Small table hotspot disks with abnormal methods for conversion of large data volumes, abnormal hot spots
I encountered a strange problem.
There are two tables, which are about 0.3 billion of the Data. Table A has the A1 field, table B has the B1 field, and are updated through other tables. A1 uses the C table and B1 uses the D table. The difference is that the C table is very small and has only nearly 10 thousand rows. The D table is very large and has 0.3 billion rows. (Table C is followed by a small table, and table D is used as a large table)
Because table B has 0.3 billion million data records, we need to obtain updates from Table D's 0.3 billion data records. At the beginning, I was very worried about this. I plan to do this for table D, however, after testing, we found that table B is updated faster than table. Think twice about it. Ask the DBA and find that there is a hot disk problem after analysis.
During the update process, the index field modulo is used to update the table. Each table is divided into about 50 modulo values. Since the small table is read during the update process, the same disk is read every time, so there is a hotspot. When reading a large table, the probability of reading the same disk is very low, table B is faster than table.

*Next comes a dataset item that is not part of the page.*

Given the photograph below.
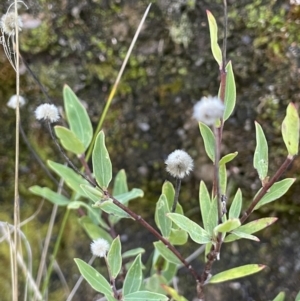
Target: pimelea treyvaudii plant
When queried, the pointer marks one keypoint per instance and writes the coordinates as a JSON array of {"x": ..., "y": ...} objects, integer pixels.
[{"x": 106, "y": 204}]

Although it is a bit twisted, this is the reason. But how can this problem be solved?
The first way I think of it is to put the data keep of the small table into the cache, that is, to access the small table, use the database cache as soon as possible (see the https://www.cnblogs.com/Richardzhu/p/3437925.html)
According to the instructions in this article, I have added small tables to the memory. Although the efficiency has been improved a little, the effect is not obvious. I still have no idea why.
The second way, according to the DBA's guidance, I change the small table pctfree (can see the https://www.cnblogs.com/linjiqin/archive/2012/01/16/2323320.html) to large, to 70, this can make the table Storage more dispersed, maybe because my table is too small, it basically does not work.
In the end, I thought that since it was a problem caused by modulo splitting, why not directly split the table according to the modulo logic? In this way, the access will be more dispersed. I added a modulo field to the small table and copied 50 copies directly. The original index was added and the modulo ID was created as a composite index. Split the table again and put the table keep in the cache.
-- Table
Create table prod_attr_spec_on_mod pctfree 70 as select * from prod_attr_spec where 1 = 2;
Alter table prod_attr_spec_on_mod add TABLE_NAME VARCHAR2 (50 );
Alter table prod_attr_spec_on_mod add FUN_NAME VARCHAR2 (100 );
Alter table prod_attr_spec_on_mod add PROCESS_MOD_NUM number;
Declare
I number;
Begin
For I in 0 .. 50 loop
Insert into prod_attr_spec_on_mod
Select t .*,
'Serv _ attr', 'Get _ PRODUCT_ATTR_ID_BY_OLD_ONMOD ', I
From prod_attr_spec t;
Commit;
End loop;
End;
-- Index
Create index IDX_PRIDATTRIDPRODATTRonmod on prod_attr_spec_on_mod (attr_id, PROCESS_MOD_NUM );
-- Keep into memory
Alter table prod_attr_spec_on_mod storage (buffer_pool keep );
Alter INDEX IDX_PRIDATTRIDPRODATTRonmod STORAGE (BUFFER_POOL KEEP );
Alter table prod_attr_spec_on_mod cache;
-- Table Analysis
Begin
Dbms_stats.gather_table_stats
(Ownname => 'gj _ user ',
Tabname => 'prod _ attr_spec_on_mod ',
Estimate_percent = & gt; 100,
Method_opt => 'for all columns ',
Cascade => true,
Degree => 16
);
End;
After doing so, the efficiency is more than doubled, and the method is indeed abnormal, but it is quite practical.